Disons qu’une marque veut se faire un nom devant des millions de personnes, physiquement et indélébile. Le mieux qu’il puisse faire est de suspendre son nom à un stade, non? Après tout, il y a une visibilité inégalée, un public captif et le prestige de s’associer à une propriété historique. Quel pourrait être mieux?
Eh bien, il peut y avoir une opportunité comparable et les applications sont ouvertes: le NYC Ferry recherche un sponsor de titre. Cela signifie qu’une marque avec des poches suffisamment profondes pourra peindre son nom sur une flotte de navires qui exercent les eaux de la capitale de la culture, de la mode, de la finance et du tourisme du pays.
«Un des arguments de vente ici est là, beaucoup de grandes choses que vous pouvez nommer à New York», a déclaré à Adweek, directeur exécutif de NYC Ferry.
De toute évidence, une marque ne peut pas gifler son nom sur des monuments comme l’Empire State Building ou le Brooklyn Bridge, et il n’y a pas beaucoup de systèmes de transit sur lesquels quelqu’un peut mettre un nom de marque.
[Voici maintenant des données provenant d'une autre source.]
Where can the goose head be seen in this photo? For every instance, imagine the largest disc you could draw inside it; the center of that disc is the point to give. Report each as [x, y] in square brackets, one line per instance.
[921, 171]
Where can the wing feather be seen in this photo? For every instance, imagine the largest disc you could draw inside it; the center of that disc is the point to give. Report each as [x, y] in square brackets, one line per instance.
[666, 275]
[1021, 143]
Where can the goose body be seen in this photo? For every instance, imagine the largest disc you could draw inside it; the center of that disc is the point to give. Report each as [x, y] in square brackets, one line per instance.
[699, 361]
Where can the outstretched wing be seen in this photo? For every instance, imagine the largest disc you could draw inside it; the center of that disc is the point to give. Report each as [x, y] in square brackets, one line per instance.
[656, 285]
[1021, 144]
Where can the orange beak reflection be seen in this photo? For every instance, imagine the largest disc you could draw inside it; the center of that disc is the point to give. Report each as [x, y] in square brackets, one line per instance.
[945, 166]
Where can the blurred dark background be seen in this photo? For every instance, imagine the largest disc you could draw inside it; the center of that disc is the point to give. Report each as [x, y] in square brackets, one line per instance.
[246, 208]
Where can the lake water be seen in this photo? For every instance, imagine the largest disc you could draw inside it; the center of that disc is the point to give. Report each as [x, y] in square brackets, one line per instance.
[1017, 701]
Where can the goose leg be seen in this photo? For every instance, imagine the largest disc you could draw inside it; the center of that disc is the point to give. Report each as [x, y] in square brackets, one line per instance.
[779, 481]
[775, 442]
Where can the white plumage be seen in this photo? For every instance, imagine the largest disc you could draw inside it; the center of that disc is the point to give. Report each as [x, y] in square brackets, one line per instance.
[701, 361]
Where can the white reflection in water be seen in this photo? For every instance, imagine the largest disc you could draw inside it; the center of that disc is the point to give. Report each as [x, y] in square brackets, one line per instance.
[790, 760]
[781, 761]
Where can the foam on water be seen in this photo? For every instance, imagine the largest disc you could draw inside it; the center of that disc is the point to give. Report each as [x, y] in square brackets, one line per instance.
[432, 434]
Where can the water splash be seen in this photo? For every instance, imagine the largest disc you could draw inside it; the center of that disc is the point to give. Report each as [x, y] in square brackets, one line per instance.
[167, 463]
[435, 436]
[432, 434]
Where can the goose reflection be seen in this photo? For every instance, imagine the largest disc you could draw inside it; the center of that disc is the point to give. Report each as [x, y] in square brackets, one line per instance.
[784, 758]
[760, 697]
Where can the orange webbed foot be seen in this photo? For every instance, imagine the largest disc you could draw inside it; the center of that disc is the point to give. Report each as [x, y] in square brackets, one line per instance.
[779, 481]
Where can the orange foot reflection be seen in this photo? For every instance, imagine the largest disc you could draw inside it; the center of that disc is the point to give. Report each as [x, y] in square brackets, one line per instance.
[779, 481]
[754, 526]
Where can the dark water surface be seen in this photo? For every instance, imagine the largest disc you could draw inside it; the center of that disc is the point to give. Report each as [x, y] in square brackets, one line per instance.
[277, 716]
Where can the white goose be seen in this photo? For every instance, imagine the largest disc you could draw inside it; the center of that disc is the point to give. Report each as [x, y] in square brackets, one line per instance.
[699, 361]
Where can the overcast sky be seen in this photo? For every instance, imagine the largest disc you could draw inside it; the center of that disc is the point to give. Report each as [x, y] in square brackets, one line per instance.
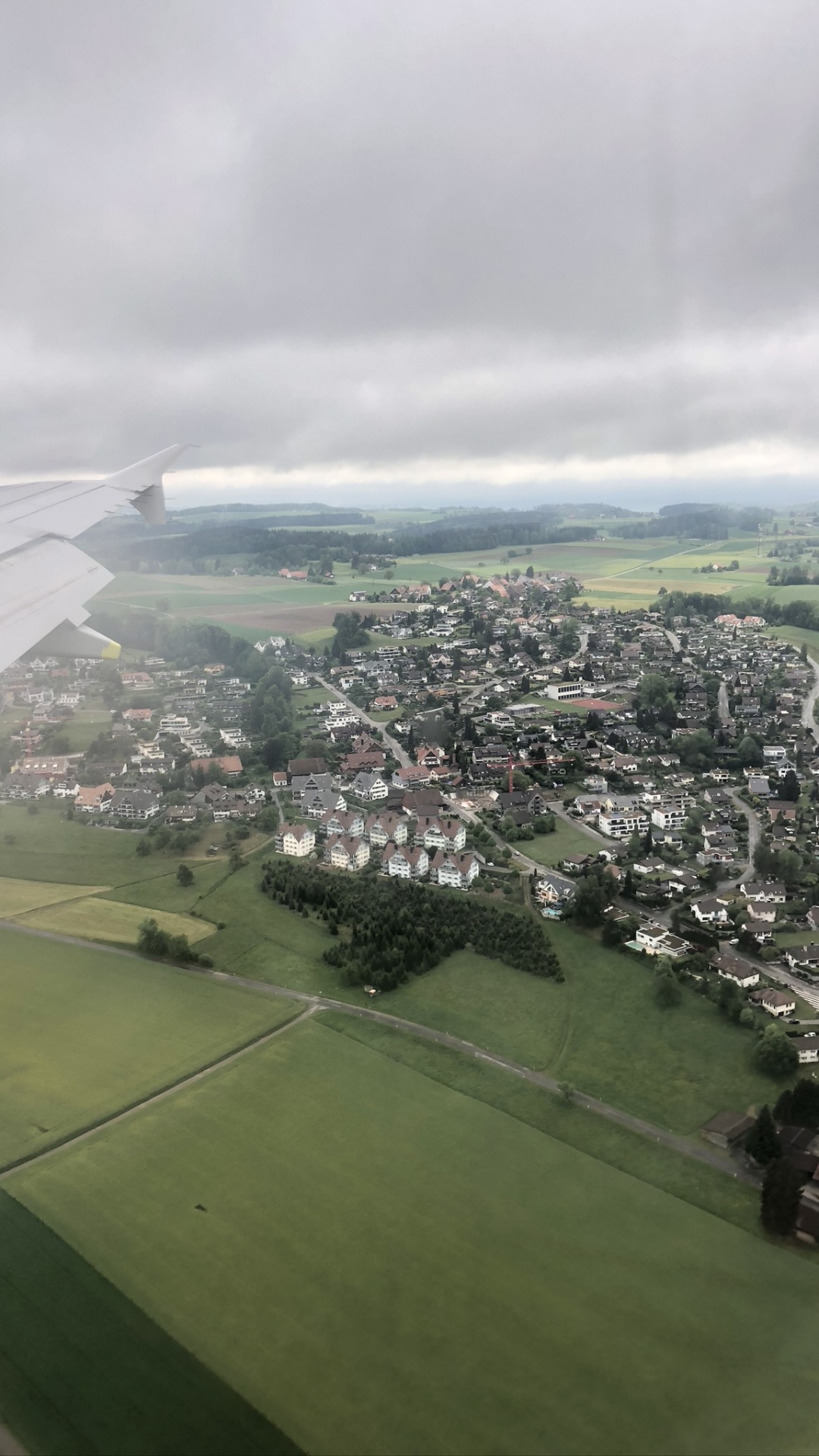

Assez unique, au moins, que la Corporation de développement économique de la ville a conservé le groupe de partenariats innovants (IPG) de la cabinet de dénomination pour rechercher une marque qui veut «s’élever au-dessus du bruit et s’intègre dans la vie quotidienne de millions de New Yorkers, ainsi que l’écosyme plus large des voyageurs et des touristes qui traversent chaque jour,« dans les mots de la JEFF JEFF.
Ce n’est pas seulement le buissier debout marketing. L’entreprise qui encre cet accord (Wong ne divulguerait pas le prix demandé) obtiendra son nom à l’extérieur et à l’intérieur de 38 ferrys qui transportaient l’an dernier 2,7 millions de passagers. Les coureurs constituent également une foule diversifiée et financièrement attrayante: 94% New-Yorkais, 38% multiracial et avec un revenu médian de 113 000 $.
Et puisque les Ferries connectent 25 quais dans cinq arrondissements via 60 milles marins de routes, une marque de sponsor profiterait théoriquement de la visibilité des personnes sur des terres sèches, y compris les 65 millions de touristes qui visitent la Big Apple chaque année.
Marks estime qu’il y a aussi un effet ennoblissant en réserve pour la «marque droite» qui apprécie l’importation civique d’un partenariat comme celui-ci.
«Imaginez un partenaire de marque aidant à subventionner les tarifs réduits pour les collégiens, à créer des programmes d’accès spéciaux pour les travailleurs de la ville ou à lancer des initiatives qui desservent les quartiers mal desservis», a-t-il déclaré. «Une marque peut générer une valeur marketing mesurable tout en offrant des avantages significatifs aux New-Yorkais, forgeant finalement une relation plus profonde et plus durable avec la ville et ses habitants.»
Bien sûr, les accords de dénomination de prestige comportent des risques particuliers. Une grande visibilité ne se traduit pas nécessairement par une augmentation des ventes, par exemple. En 2018, l’économiste des sports de l’Université du Temple Michael Leeds a critiqué 25 ans de données provenant de transactions de dénonce des stades et a conclu: «Nous trouvons peu de preuves que l’achat de droits de dénomination a eu un impact statistiquement significatif sur la valeur des entreprises qui les a achetés.»

Jeanne est une journaliste de 27 ans qui se passionne pour le cinéma et la culture pop. Elle adore dévorer des séries Netflix et se tenir au courant des dernières news sur les célébrités du moment. Jeanne a toujours été intéressée par l’écriture, et elle aime travailler comme journaliste car cela lui permet de partager sa passion pour la narration avec les autres.